# factoring trinomial squares

• Jul 12th 2008, 03:54 AM
mathtoe
factoring trinomial squares
Hi, Im having difficulty factoring completely. Ive been running into this problem over again.

heres an example:

5y4 + 10y2 + 5

I ended up with:

5y(y3 + 1) 5(Y + 1)

5(y2 + 1)2

how do I know what Im supposed to completely factor? is there a rule Im fogetting? initially, I thought I was suppose to factor out all exponents but I found that not to be true.

heres another:

12p3 + 31p2 + 20p
• Jul 12th 2008, 04:08 AM
janvdl
Quote:

Originally Posted by mathtoe
Hi, Im having difficulty factoring completely. Ive been running into this problem over again.

heres an example:

5y4 + 10y2 + 5

I ended up with:

5y(y3 + 1) 5(Y + 1)

5(y2 + 1)2

how do I know what Im supposed to completely factor? is there a rule Im fogetting? initially, I thought I was suppose to factor out all exponents but I found that not to be true.

heres another:

12p3 + 31p2 + 20p

\$\displaystyle 5y^4 + 10y^2 + 5\$

Let \$\displaystyle y^2 = u\$

\$\displaystyle =5u^2 + 10u + 5\$

\$\displaystyle =(5u + 5)(u + 1)\$

Factor out a \$\displaystyle 5\$ from the first bracket.

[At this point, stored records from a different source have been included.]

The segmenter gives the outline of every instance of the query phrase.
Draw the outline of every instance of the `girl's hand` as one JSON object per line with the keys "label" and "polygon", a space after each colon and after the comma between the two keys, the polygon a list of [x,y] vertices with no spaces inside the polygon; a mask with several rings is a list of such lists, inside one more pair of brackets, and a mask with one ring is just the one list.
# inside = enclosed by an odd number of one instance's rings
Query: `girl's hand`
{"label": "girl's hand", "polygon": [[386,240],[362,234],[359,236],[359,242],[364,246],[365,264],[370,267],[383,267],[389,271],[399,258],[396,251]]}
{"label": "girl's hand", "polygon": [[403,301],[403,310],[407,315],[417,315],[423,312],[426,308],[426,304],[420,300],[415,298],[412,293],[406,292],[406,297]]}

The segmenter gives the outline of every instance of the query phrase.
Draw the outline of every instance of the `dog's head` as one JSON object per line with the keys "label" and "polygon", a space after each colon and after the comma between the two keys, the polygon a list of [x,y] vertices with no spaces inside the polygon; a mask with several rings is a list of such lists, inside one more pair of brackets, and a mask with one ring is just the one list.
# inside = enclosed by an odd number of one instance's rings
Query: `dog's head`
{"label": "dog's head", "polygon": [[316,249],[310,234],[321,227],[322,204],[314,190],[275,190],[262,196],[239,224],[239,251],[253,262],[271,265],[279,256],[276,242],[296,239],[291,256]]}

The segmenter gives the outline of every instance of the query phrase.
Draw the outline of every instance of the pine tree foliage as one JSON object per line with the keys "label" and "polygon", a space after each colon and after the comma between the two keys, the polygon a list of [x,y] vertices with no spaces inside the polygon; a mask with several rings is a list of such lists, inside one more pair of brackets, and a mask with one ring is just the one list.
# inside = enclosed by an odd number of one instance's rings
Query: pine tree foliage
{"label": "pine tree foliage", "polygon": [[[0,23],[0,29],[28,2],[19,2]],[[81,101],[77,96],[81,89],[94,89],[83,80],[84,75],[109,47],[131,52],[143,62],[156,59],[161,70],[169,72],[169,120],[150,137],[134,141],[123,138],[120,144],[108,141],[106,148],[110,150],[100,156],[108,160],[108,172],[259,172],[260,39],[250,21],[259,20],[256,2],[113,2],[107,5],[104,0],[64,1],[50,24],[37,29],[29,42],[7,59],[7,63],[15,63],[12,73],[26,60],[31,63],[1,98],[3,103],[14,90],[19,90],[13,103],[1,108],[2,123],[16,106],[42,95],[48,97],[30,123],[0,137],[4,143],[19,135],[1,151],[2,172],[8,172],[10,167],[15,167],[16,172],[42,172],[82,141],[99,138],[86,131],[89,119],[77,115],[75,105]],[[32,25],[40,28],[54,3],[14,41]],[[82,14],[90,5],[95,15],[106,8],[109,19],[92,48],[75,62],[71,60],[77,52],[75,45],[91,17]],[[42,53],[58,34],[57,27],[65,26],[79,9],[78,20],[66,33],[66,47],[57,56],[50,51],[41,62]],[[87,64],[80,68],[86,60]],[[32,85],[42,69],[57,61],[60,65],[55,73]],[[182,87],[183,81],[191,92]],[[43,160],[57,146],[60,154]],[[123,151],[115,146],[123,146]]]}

\$\displaystyle =5(u + 1)(u + 1)\$

\$\displaystyle =5(u + 1)^2\$

But \$\displaystyle u = y^2\$

Thus: \$\displaystyle =5(y^2 + 1)^2\$
• Jul 12th 2008, 04:10 AM
janvdl
Quote:

Originally Posted by mathtoe
heres another:

12p3 + 31p2 + 20p

\$\displaystyle 12p^3 + 31p^2 + 20p\$

Factor out a \$\displaystyle p\$.

\$\displaystyle = p(12p^2 + 31p + 20)\$

\$\displaystyle = p(3p + 4)(4p + 5)\$
• Jul 13th 2008, 01:59 AM
mathtoe
http://www.mathhelpforum.com/math-he...a5db08ea-1.gif

how did you arrive at this?

I was told to multiply the 1st & last terms and their sum equals the 2nd term. is that what you did? how else can you arrive with the 2 inner terms?
• Jul 13th 2008, 02:08 AM
janvdl
Quote:

Originally Posted by mathtoe
http://www.mathhelpforum.com/math-he...a5db08ea-1.gif

how did you arrive at this?

I was told to multiply the 1st & last terms and their sum equals the 2nd term. is that what you did? how else can you arrive with the 2 inner terms?

\$\displaystyle (12p^2 + 31p + 20) = (3p + 4)(4p + 5)\$

Basically you have to play around with the factors of 12 and 20.

For 12, you could have 12&1 ; 6&2 ; 3&4
For 20, you could have 20&1 ; 10&2 ; 4&5

Then you have to see which of those coefficients are capable of making 31 for the middle term.

So write:

\$\displaystyle ( \ \ p + \ \ )( \ \ p + \ \ )\$ (We know both have to be + since the middle and last terms are positive.)

Now take those possible co-efficients, plug them in, and multiply out. If one set doesnt work, try the next.

Note that you can also swap the co-efficients around.
Instead of pairs 3&4 and 4&5 ; you could have 4&3 and 4&5.
Later on you will have the knack of instinctively knowing which it would probably be.

I can give you a hint, which is: The co-efficients will often be those close to each other. If we go back to the example of 12, it will most likely be 3&4 (or 4&3) that will work. But this is not always true.